Но пусть бы я сказал что-то более выдающееся. И пусть бы сделал это автоматически, не желая снискать одобрения, не замечая вообще содержащегося тут тщеславия. Вот оно, мое поприще! Читать, читать, читать и сопоставлять прочитанное. Наука избегает удивления, предпочитает объяснение. Нет больше открывателей, есть интерпретаторы. Коперник и Ньютон, да тот же Эйнштейн, прошли мыслью в опасной близости от ядра космоса - ядра, в котором спрятан Бог. Храбрецы. Их отчаянность - та же, что Магеллана, бросающего свои корабли в неведомую бесформенную пучину... И я. Мы. Каблуков, где герои?! Где Робин Гуд?! Ты герой?

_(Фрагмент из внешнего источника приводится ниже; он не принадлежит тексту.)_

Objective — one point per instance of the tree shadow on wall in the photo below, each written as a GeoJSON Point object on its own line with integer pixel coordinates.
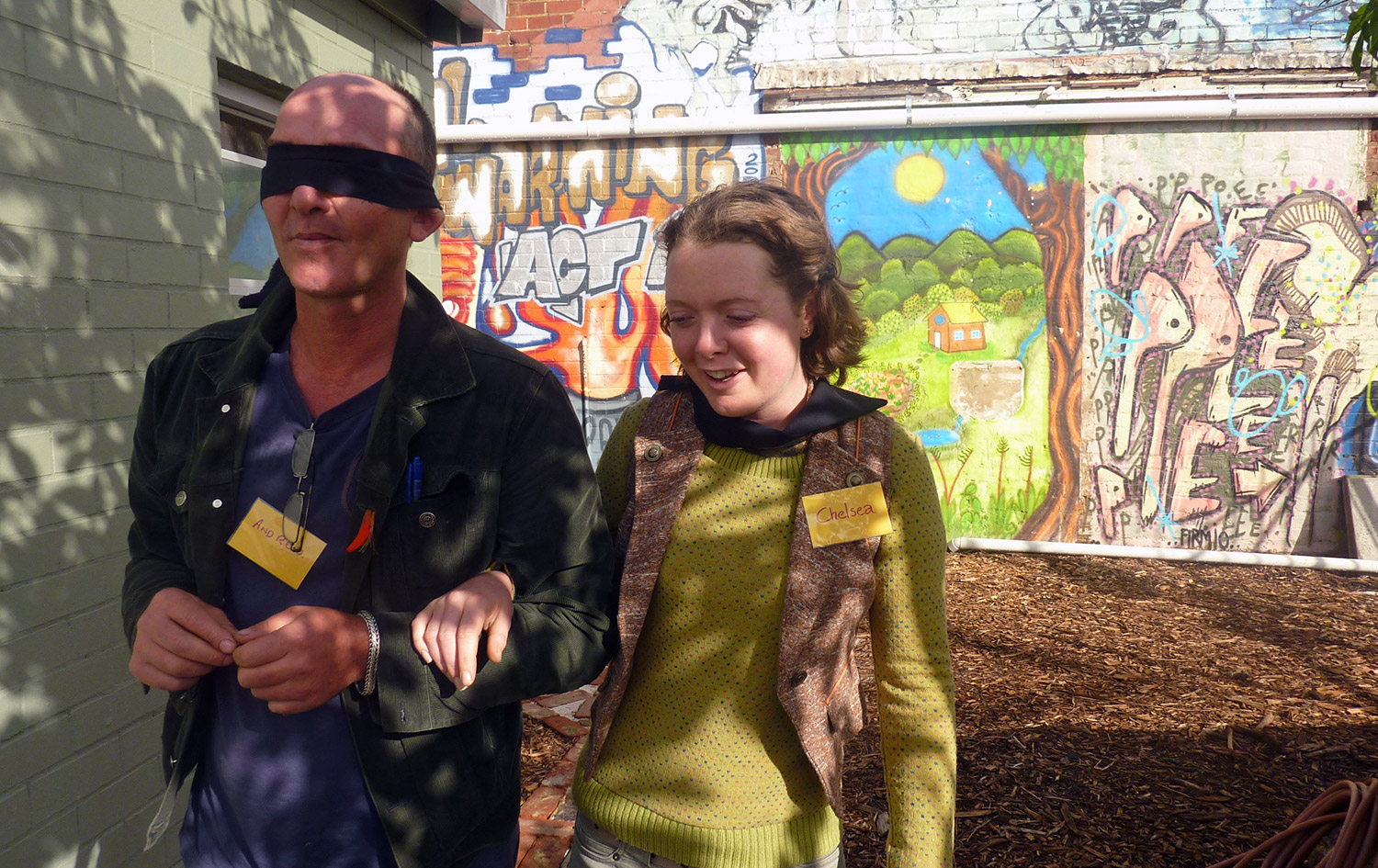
{"type": "Point", "coordinates": [90, 123]}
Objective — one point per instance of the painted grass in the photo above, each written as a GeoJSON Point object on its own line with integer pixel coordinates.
{"type": "Point", "coordinates": [983, 492]}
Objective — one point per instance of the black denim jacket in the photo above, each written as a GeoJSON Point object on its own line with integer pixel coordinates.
{"type": "Point", "coordinates": [506, 479]}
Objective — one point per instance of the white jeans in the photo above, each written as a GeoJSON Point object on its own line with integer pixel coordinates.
{"type": "Point", "coordinates": [597, 848]}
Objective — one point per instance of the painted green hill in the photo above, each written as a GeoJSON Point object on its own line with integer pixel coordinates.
{"type": "Point", "coordinates": [907, 248]}
{"type": "Point", "coordinates": [959, 250]}
{"type": "Point", "coordinates": [857, 258]}
{"type": "Point", "coordinates": [1017, 245]}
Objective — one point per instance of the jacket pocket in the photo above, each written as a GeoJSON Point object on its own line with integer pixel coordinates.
{"type": "Point", "coordinates": [448, 534]}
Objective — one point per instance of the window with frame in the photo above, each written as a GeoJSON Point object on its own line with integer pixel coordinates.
{"type": "Point", "coordinates": [247, 118]}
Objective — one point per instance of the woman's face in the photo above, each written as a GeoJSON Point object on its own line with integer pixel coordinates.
{"type": "Point", "coordinates": [736, 331]}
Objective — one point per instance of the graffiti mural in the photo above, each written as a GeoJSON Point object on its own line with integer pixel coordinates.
{"type": "Point", "coordinates": [1088, 27]}
{"type": "Point", "coordinates": [962, 244]}
{"type": "Point", "coordinates": [548, 245]}
{"type": "Point", "coordinates": [1228, 394]}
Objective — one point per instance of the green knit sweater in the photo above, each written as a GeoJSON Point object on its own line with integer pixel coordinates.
{"type": "Point", "coordinates": [702, 765]}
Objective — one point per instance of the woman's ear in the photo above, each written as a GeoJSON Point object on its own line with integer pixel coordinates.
{"type": "Point", "coordinates": [809, 314]}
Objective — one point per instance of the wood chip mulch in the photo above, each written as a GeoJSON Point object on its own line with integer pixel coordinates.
{"type": "Point", "coordinates": [1124, 713]}
{"type": "Point", "coordinates": [1118, 711]}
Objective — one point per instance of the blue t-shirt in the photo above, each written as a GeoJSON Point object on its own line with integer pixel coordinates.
{"type": "Point", "coordinates": [286, 791]}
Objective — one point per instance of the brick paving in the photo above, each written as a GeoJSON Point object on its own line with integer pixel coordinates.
{"type": "Point", "coordinates": [548, 816]}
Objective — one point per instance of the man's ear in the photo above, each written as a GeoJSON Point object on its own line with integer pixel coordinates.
{"type": "Point", "coordinates": [426, 220]}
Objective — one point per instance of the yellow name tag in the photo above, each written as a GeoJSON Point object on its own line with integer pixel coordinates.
{"type": "Point", "coordinates": [259, 537]}
{"type": "Point", "coordinates": [846, 514]}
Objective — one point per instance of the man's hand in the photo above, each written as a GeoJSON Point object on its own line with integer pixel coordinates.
{"type": "Point", "coordinates": [178, 639]}
{"type": "Point", "coordinates": [446, 633]}
{"type": "Point", "coordinates": [302, 658]}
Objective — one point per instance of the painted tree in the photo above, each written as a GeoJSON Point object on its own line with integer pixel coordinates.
{"type": "Point", "coordinates": [1055, 209]}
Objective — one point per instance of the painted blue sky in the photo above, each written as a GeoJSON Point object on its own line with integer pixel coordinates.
{"type": "Point", "coordinates": [864, 198]}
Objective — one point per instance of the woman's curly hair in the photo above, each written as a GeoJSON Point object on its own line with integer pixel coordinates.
{"type": "Point", "coordinates": [790, 231]}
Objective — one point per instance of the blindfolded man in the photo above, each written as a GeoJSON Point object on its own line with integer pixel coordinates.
{"type": "Point", "coordinates": [363, 532]}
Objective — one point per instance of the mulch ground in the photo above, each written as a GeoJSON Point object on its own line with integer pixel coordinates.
{"type": "Point", "coordinates": [1132, 713]}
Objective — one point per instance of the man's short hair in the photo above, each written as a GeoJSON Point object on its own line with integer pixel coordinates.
{"type": "Point", "coordinates": [419, 143]}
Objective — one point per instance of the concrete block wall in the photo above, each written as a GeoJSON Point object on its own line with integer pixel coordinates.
{"type": "Point", "coordinates": [112, 244]}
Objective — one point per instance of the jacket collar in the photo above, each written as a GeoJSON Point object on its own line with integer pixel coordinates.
{"type": "Point", "coordinates": [415, 378]}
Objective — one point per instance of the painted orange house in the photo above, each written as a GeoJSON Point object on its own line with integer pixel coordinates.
{"type": "Point", "coordinates": [956, 327]}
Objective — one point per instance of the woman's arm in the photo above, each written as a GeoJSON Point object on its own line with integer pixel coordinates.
{"type": "Point", "coordinates": [914, 667]}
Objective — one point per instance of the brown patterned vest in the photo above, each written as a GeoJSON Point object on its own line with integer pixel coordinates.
{"type": "Point", "coordinates": [827, 590]}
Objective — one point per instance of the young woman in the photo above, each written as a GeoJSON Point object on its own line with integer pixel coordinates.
{"type": "Point", "coordinates": [761, 513]}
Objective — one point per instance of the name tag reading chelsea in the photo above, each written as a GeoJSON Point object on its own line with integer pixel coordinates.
{"type": "Point", "coordinates": [259, 537]}
{"type": "Point", "coordinates": [846, 514]}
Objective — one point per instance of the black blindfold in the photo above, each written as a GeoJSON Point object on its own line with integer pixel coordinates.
{"type": "Point", "coordinates": [371, 175]}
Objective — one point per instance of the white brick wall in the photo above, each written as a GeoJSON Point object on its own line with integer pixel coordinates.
{"type": "Point", "coordinates": [110, 245]}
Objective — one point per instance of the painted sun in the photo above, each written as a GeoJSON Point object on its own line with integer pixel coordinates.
{"type": "Point", "coordinates": [920, 178]}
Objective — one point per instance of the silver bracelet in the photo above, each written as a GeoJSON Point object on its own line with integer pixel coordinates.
{"type": "Point", "coordinates": [369, 683]}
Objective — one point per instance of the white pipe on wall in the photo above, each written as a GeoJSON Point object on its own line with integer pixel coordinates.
{"type": "Point", "coordinates": [1196, 556]}
{"type": "Point", "coordinates": [923, 116]}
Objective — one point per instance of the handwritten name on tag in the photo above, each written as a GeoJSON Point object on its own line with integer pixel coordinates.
{"type": "Point", "coordinates": [259, 537]}
{"type": "Point", "coordinates": [846, 514]}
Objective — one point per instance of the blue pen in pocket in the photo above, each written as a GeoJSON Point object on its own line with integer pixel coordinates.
{"type": "Point", "coordinates": [413, 479]}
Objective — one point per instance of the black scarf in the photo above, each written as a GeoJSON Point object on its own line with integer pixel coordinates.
{"type": "Point", "coordinates": [826, 408]}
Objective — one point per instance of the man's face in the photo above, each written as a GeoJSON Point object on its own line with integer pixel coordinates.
{"type": "Point", "coordinates": [338, 245]}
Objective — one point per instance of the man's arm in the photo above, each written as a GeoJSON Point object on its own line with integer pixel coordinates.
{"type": "Point", "coordinates": [553, 546]}
{"type": "Point", "coordinates": [174, 637]}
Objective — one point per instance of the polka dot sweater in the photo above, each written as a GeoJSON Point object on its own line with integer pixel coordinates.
{"type": "Point", "coordinates": [702, 763]}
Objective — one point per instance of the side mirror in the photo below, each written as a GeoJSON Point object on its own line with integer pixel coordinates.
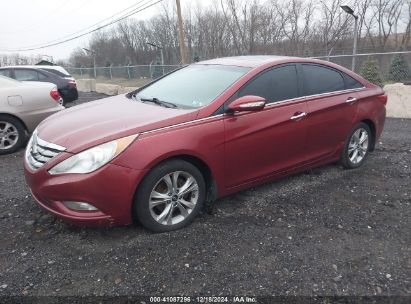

Непохоже. Ты действующее лицо. Допускаю, что ты - главное действующее лицо истории, которая называется "Каблуков". Все равно это подмена понятий. Лермонтов - для единократного употребления - имел право пародировать героя "героем-нашего-времени". Любое повторение, любое применение его формулы не к Печорину, любая расширительность - пошлы, отвратительно пошлы, ничего больше. Оглянемся: есть жертвенные натуры, считанные, но есть. Есть честные люди, есть совестливые. Есть прыгающие выше головы, берущие, как твердил нам Бродский, нотой выше - какой бы реальный смысл в этой нелепости ни содержался. Есть головорезы, ворье, уголовники - иногда крупномасштабные. Тянет кто-нибудь из них на героя? На Ахилла? На Гомера, взявшегося говорить об Ахилле? Думаешь, у Ахматовой "Поэма без героя" потому, что нет героя поэмы? Потому что нет героев, чтобы быть воспетыми, - вот почему! Последний был Солженицын. До 1974 года. И Буковский. До обмена на Корвалана. И Амальрик. До подстроенной автокатастрофы - иначе говоря, пожизненный. Но ты замечаешь: все одного толка - перед амбразурой, на которую надо бросаться грудью?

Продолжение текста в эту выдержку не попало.